Practical Applications
Immediate Applications
Below is a concise set of actionable, real-world use cases that can be deployed now, grounded in the paper’s findings and methods. Each item includes sector linkage, potential tools/products/workflows, and feasibility assumptions.
- Creator title optimization and caption rewrites (software, media/advertising)
- Use case: Real-time, personalized re-creation of post titles/captions to improve engagement while preserving intent.
- Tools/products/workflows: “TitleRewrite API” powered by RedOne 2.0; A/B testing buckets; human-in-the-loop review for high-risk content; faithfulness constraints.
- Assumptions/dependencies: Access to creator content streams; guardrail prompts/policies; monitoring to avoid over-optimization that distorts key facts; multilingual support where needed.
- Automated taxonomy and hashtag assignment (software, community operations)

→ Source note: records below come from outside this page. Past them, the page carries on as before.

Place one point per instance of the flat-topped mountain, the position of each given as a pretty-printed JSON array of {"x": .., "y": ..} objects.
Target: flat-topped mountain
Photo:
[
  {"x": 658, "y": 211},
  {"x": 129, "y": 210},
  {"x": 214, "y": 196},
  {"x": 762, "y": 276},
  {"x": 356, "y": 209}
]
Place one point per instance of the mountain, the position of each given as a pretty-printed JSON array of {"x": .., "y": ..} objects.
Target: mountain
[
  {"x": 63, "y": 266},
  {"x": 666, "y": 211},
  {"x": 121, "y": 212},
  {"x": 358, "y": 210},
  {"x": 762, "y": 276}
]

- Use case: Classify posts into platform-specific taxonomies and select context-appropriate hashtags to boost discoverability.

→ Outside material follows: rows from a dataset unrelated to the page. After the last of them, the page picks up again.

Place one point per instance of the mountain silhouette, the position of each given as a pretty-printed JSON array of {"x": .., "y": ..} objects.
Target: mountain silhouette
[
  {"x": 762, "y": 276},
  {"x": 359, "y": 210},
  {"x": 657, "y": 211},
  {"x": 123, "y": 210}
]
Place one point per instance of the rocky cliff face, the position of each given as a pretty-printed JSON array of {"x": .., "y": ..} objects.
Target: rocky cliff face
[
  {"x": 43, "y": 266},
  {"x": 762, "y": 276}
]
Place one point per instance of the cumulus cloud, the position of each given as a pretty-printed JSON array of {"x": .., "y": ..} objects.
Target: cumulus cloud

- Tools/products/workflows: “Taxonomy Tagger” and “Hashtag Selector” microservices; pattern-based reward functions to enforce output format; scheduled retraining on fresh SNS corpora.
- Assumptions/dependencies: Up-to-date taxonomies/ontology; periodic refresh with slang/meme drift; language coverage for target markets.
- Query–content correlation for search/recommendations (software, search/recs)
- Use case: Improve note-query alignment to power semantic search, federated recommendations, and better CTR/retention.
- Tools/products/workflows: “QueryCorr Scorer” integrated into retrieval pipelines; metrics-based rewards (e.g., NDCG-like proxies) in RL refinement; offline evaluation harness.
- Assumptions/dependencies: Access to logs for offline labels; privacy-safe aggregation; latency budgets met by compact 4B models.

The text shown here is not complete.